Pas de techniques subliminales ni de crédit social

Les IA prochainement interdites concernent des cas d'usage très spécifiques. Le législateur parle pour ces systèmes d'IA de risques "inacceptables" en Europe. Les risques sont clairement matérialisés par l'AI Act et portent notamment sur plusieurs aspects du comportement humain. Sera notamment interdit le système d'IA à base de techniques subliminales "au-dessous du seuil de conscience d'une personne" qui modifie le comportement humain au risque de causer un préjudice physique ou psychologique. On peut penser notamment à un système qui insère subtilement des messages dans des vidéos pour influencer les spectateurs à acheter certains produits.

De façon logique également, les systèmes d'IA visant à exploiter les vulnérabilités "dues à l'âge ou au handicap physique ou mental" d'un groupe de personnes afin d'altérer leur comportement susceptible de causer un préjudice (physique ou psychologique) seront interdits.

Dans un autre cadre, les 27 vont également interdire les systèmes d'intelligence artificielle utilisés pour "évaluer ou à établir un classement de la fiabilité de personnes physiques" pendant une période donnée en fonction de "leur comportement social ou de caractéristiques personnelles ou de personnalité connues ou prédites." Cette disposition vise à prévenir le développement et l'utilisation d'un outil siilaire à celui actuellement déployé en Chine. Appelé "Système de crédit social", l'outil expérimenté depuis 2014 au sein de l'empire du Milieu collecte des données sur le comportement financier, social et politique des citoyens pour leur attribuer une note de crédit social. Cette note détermine leur accès à certains services publics et privés. Il repose sur un réseau de surveillance de masse utilisant l'intelligence artificielle, la reconnaissance faciale et d'autres technologies de pointe. La note peut être augmentée par des comportements approuvés par le Parti communiste chinois et diminuée pour des comportements jugés indésirables.

La reconnaissance faciale autorisée sous conditions

Côté sécuritaire, le texte interdit également l'utilisation de système "d'identification biométrique à distance" en direct, dans le cadre d'un usage répressif.

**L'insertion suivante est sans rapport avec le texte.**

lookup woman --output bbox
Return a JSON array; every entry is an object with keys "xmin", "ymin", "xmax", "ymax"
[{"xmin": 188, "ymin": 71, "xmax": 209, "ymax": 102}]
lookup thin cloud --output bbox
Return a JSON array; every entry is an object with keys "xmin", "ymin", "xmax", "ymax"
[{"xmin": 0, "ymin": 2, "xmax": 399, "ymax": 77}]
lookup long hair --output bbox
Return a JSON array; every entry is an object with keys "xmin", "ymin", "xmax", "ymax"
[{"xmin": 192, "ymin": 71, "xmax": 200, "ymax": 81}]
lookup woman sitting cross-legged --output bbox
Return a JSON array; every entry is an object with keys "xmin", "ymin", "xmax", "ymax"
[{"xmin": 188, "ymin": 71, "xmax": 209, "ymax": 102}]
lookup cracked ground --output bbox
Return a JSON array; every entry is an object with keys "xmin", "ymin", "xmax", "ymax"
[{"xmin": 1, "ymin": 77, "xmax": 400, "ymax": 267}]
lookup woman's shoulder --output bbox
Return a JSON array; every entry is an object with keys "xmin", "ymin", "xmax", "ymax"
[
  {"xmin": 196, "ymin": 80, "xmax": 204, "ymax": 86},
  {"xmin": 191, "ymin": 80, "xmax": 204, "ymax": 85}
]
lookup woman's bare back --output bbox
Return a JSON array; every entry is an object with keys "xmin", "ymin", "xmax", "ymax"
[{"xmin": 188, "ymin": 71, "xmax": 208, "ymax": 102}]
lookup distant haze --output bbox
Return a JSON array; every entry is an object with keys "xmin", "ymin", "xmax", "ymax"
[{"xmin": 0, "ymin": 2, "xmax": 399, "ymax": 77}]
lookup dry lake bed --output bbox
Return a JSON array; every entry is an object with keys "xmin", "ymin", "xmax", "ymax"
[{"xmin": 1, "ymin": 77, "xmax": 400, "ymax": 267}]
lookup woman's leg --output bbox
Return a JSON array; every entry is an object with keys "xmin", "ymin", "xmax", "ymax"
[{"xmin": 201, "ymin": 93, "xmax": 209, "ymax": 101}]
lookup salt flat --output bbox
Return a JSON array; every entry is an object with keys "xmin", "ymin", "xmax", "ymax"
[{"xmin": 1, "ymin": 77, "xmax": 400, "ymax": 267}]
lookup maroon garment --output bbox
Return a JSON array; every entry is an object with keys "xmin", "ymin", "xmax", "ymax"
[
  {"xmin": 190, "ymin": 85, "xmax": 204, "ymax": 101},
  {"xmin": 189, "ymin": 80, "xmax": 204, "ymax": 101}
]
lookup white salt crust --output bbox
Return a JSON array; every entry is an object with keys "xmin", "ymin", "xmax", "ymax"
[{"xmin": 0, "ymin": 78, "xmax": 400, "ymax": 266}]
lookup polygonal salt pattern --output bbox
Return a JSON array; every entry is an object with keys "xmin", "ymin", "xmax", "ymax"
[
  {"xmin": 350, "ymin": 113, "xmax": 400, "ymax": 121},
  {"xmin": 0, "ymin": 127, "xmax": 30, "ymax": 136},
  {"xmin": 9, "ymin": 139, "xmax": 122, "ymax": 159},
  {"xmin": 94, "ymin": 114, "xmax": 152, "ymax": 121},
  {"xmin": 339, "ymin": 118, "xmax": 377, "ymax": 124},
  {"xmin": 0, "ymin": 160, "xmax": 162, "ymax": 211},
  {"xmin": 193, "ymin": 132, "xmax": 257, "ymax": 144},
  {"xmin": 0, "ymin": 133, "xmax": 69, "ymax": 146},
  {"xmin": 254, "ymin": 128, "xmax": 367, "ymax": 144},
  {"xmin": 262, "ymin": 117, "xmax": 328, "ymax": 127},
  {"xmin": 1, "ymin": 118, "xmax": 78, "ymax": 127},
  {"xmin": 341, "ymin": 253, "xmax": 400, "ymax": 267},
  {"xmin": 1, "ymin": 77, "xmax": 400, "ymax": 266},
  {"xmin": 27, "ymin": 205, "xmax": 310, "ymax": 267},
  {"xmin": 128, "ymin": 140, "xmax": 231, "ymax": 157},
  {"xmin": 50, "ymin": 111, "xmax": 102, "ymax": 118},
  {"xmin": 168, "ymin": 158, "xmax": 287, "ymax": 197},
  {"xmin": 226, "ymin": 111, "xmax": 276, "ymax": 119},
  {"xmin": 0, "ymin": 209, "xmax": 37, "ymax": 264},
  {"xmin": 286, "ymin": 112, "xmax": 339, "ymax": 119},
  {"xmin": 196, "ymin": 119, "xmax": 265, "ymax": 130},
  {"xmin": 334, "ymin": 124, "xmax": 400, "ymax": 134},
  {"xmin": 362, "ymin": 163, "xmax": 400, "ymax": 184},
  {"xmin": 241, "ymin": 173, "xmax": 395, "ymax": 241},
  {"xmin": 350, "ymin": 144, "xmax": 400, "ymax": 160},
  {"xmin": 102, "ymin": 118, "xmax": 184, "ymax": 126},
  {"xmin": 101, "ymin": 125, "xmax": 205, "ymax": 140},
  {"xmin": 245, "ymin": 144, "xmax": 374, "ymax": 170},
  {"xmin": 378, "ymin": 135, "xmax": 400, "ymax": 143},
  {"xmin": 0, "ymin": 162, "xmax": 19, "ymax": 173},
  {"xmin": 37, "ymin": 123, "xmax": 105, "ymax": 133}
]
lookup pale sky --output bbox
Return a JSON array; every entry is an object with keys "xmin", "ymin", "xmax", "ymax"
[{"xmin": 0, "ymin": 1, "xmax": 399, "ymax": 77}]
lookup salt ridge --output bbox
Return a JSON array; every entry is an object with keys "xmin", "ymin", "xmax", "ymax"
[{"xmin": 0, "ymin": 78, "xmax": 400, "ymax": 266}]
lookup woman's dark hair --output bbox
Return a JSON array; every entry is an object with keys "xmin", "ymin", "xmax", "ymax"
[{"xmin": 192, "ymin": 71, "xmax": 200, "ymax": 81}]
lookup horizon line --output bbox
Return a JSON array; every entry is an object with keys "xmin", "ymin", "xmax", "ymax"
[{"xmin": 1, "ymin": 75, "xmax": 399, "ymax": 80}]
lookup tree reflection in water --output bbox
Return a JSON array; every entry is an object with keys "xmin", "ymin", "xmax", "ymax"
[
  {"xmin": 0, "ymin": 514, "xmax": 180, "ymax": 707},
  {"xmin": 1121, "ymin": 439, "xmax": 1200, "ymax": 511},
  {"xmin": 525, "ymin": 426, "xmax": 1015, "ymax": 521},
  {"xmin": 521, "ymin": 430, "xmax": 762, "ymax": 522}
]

On parle ici, entre les lignes, de l'usage de la reconnaissance faciale. Trois exceptions viennent toutefois nuancer la règle. D'abord la recherche de victimes potentielles spécifiques de la criminalité et notamment les enfants disparus. Ensuite la prévention d'une menace "spécifique, substantielle et imminente" pour la vie ou la sécurité physique de personne ou la prévention d'une attaque terroriste. Enfin, le système peut être autorisé pour suivre les auteurs présumés d'infractions pénales graves (terrorisme, traite des êtres humains, viol, meurtre ou peines passibles de 3 ans de prison).

Cas d'interdiction

Exceptions

Utilisation de techniques subliminales pour altérer le comportement de manière préjudiciable

Aucune

Exploitation des vulnérabilités de groupes pour altérer leur comportement de manière préjudiciable

Aucune

Notation sociale par les pouvoirs publics conduisant à un traitement préjudiciable

Aucune

Utilisation de la reconnaissance biométrique à distance dans les espaces publics à des fins répressives (reconnaissance faciale notamment)

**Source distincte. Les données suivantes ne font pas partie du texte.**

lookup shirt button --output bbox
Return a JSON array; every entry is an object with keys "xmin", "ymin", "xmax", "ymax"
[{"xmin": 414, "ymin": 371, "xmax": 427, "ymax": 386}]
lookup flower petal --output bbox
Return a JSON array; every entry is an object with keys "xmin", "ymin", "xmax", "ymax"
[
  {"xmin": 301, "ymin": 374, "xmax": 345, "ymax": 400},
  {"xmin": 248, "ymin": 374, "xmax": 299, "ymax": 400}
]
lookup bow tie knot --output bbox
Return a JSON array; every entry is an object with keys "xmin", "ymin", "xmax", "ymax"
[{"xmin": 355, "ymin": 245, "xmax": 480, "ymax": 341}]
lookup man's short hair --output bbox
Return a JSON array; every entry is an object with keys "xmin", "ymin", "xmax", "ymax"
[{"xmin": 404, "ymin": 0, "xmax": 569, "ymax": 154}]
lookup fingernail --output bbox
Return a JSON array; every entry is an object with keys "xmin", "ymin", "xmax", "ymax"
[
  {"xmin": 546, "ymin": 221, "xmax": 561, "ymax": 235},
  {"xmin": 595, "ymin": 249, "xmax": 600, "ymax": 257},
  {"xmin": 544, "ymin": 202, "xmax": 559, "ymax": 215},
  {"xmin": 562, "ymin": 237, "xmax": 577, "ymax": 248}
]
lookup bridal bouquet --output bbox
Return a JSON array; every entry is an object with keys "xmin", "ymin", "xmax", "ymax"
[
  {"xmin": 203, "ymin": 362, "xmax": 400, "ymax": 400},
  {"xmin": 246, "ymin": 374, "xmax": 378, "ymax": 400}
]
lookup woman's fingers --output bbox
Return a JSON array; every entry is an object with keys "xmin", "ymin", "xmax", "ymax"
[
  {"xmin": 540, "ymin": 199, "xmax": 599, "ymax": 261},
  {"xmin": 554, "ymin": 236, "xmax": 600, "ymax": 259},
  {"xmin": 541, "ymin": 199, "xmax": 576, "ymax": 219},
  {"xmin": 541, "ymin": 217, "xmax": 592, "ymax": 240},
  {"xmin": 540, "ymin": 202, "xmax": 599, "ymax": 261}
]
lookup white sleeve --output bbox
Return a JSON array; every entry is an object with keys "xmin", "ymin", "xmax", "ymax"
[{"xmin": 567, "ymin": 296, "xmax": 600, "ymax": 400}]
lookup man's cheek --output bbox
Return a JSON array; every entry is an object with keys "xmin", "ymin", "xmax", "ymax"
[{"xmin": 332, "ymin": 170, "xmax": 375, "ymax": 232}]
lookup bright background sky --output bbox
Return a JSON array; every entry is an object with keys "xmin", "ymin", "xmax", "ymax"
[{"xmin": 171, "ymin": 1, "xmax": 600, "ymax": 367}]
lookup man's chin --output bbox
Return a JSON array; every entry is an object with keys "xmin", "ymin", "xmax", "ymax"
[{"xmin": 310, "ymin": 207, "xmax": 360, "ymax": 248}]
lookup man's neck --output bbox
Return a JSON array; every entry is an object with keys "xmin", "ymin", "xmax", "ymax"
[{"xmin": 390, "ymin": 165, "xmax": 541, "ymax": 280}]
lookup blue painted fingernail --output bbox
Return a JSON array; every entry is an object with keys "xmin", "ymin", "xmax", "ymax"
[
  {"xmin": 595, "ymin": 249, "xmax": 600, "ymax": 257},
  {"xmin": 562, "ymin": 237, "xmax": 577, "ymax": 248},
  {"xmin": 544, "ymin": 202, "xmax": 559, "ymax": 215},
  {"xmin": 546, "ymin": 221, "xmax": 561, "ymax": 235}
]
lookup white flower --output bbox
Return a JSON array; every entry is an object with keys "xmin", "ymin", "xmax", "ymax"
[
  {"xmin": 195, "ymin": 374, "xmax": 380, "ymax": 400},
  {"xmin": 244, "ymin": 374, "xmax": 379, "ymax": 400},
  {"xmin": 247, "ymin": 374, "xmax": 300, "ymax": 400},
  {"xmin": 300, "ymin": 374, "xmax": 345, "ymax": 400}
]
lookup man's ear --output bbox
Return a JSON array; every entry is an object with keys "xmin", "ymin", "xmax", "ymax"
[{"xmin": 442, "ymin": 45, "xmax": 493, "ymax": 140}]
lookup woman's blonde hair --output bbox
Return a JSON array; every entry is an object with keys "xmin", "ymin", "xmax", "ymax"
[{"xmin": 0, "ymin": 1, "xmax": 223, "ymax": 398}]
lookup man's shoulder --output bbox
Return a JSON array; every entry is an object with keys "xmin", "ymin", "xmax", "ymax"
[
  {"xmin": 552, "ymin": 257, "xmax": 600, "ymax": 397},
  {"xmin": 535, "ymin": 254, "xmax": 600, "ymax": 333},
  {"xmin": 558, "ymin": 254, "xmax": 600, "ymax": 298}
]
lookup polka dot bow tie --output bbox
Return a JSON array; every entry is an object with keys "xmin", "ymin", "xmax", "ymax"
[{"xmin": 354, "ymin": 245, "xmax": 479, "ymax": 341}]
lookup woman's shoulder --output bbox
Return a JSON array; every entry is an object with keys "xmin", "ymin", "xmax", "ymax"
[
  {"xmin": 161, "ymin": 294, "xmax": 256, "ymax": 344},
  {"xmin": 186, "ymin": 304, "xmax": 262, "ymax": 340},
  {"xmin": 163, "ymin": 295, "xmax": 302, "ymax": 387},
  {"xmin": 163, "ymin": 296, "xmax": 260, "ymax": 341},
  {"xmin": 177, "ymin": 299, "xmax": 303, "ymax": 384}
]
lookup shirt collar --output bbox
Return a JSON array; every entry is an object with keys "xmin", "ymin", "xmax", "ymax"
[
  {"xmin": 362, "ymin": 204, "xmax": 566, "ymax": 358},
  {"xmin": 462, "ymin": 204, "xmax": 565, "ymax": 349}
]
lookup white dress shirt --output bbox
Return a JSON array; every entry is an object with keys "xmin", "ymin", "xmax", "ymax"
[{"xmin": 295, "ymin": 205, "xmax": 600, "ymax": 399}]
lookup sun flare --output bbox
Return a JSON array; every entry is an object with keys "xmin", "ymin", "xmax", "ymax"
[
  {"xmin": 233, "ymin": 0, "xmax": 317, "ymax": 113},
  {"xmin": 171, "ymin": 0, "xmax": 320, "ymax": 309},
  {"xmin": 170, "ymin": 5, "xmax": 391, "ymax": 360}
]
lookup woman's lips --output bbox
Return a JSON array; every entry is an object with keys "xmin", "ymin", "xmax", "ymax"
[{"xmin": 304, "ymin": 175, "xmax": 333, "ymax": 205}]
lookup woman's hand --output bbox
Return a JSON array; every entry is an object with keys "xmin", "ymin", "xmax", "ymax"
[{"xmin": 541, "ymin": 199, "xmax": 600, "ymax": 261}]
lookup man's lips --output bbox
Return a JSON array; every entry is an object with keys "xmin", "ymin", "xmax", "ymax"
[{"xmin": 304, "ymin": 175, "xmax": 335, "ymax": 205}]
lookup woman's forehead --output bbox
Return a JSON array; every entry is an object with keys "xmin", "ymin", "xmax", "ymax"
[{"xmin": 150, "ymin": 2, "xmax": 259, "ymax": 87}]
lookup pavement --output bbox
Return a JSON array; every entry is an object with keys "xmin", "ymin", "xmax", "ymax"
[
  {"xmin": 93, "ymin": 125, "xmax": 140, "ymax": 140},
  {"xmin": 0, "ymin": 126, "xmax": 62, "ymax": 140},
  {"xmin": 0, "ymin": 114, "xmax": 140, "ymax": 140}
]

- Recherche ciblée de victimes potentielles

- Prévention d'une menace imminente

- Détection d'auteurs d'infractions graves

- Sous réserve d'autorisation préalable et de proportionnalité

Pour mettre en place un tel système de reconnaissance faciale, les autorités compétentes devront évaluer le risque de préjudice en l'absence d'utilisation de la technologie, afin de déterminer si le recours à la reconnaissance faciale se justifie pour prévenir/limiter ce préjudice potentiel. Plus le risque et l'ampleur du préjudice sont élevés, plus l'utilisation de la technologie peut se justifier.

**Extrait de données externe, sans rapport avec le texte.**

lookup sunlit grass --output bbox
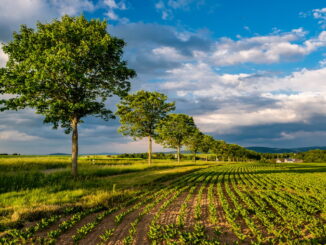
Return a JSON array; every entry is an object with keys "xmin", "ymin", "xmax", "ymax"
[{"xmin": 0, "ymin": 155, "xmax": 217, "ymax": 229}]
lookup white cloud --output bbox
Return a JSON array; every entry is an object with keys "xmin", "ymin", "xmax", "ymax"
[
  {"xmin": 155, "ymin": 0, "xmax": 195, "ymax": 20},
  {"xmin": 106, "ymin": 10, "xmax": 119, "ymax": 20},
  {"xmin": 0, "ymin": 0, "xmax": 98, "ymax": 42},
  {"xmin": 50, "ymin": 0, "xmax": 95, "ymax": 16},
  {"xmin": 209, "ymin": 29, "xmax": 325, "ymax": 66},
  {"xmin": 312, "ymin": 8, "xmax": 326, "ymax": 28},
  {"xmin": 104, "ymin": 0, "xmax": 126, "ymax": 9},
  {"xmin": 104, "ymin": 0, "xmax": 119, "ymax": 9},
  {"xmin": 152, "ymin": 46, "xmax": 186, "ymax": 61},
  {"xmin": 159, "ymin": 59, "xmax": 326, "ymax": 134},
  {"xmin": 0, "ymin": 130, "xmax": 41, "ymax": 141},
  {"xmin": 103, "ymin": 0, "xmax": 128, "ymax": 22},
  {"xmin": 0, "ymin": 44, "xmax": 8, "ymax": 67},
  {"xmin": 278, "ymin": 130, "xmax": 326, "ymax": 140}
]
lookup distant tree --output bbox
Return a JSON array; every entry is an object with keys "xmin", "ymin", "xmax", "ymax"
[
  {"xmin": 156, "ymin": 113, "xmax": 197, "ymax": 163},
  {"xmin": 185, "ymin": 130, "xmax": 204, "ymax": 163},
  {"xmin": 199, "ymin": 135, "xmax": 215, "ymax": 161},
  {"xmin": 116, "ymin": 90, "xmax": 175, "ymax": 164},
  {"xmin": 211, "ymin": 140, "xmax": 226, "ymax": 161},
  {"xmin": 0, "ymin": 15, "xmax": 135, "ymax": 177}
]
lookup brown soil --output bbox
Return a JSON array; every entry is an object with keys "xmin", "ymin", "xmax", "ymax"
[
  {"xmin": 34, "ymin": 214, "xmax": 72, "ymax": 240},
  {"xmin": 56, "ymin": 211, "xmax": 102, "ymax": 245},
  {"xmin": 218, "ymin": 176, "xmax": 248, "ymax": 244},
  {"xmin": 78, "ymin": 209, "xmax": 122, "ymax": 245},
  {"xmin": 183, "ymin": 186, "xmax": 200, "ymax": 229},
  {"xmin": 106, "ymin": 206, "xmax": 144, "ymax": 244},
  {"xmin": 200, "ymin": 185, "xmax": 217, "ymax": 239},
  {"xmin": 132, "ymin": 193, "xmax": 175, "ymax": 245},
  {"xmin": 157, "ymin": 190, "xmax": 189, "ymax": 226}
]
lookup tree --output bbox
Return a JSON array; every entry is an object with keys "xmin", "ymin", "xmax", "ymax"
[
  {"xmin": 156, "ymin": 113, "xmax": 197, "ymax": 163},
  {"xmin": 0, "ymin": 15, "xmax": 135, "ymax": 177},
  {"xmin": 211, "ymin": 140, "xmax": 226, "ymax": 161},
  {"xmin": 185, "ymin": 130, "xmax": 204, "ymax": 163},
  {"xmin": 199, "ymin": 134, "xmax": 215, "ymax": 161},
  {"xmin": 116, "ymin": 90, "xmax": 175, "ymax": 164}
]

Ce jugement doit par ailleurs tenir compte des conséquences en matière de "droits et libertés" sur les personnes concernées. Avant d'utiliser la reconnaissance facile, les pouvoirs publics devront avoir obtenu une autorisation préalable de l'autorité judiciaire (un juge par exemple) ou d'une autorité administrative (une autorité de protection des données par exemple). Toutefois, en cas d'urgence dûment justifiée, il sera possible de commencer à utiliser le système sans autorisation préalable.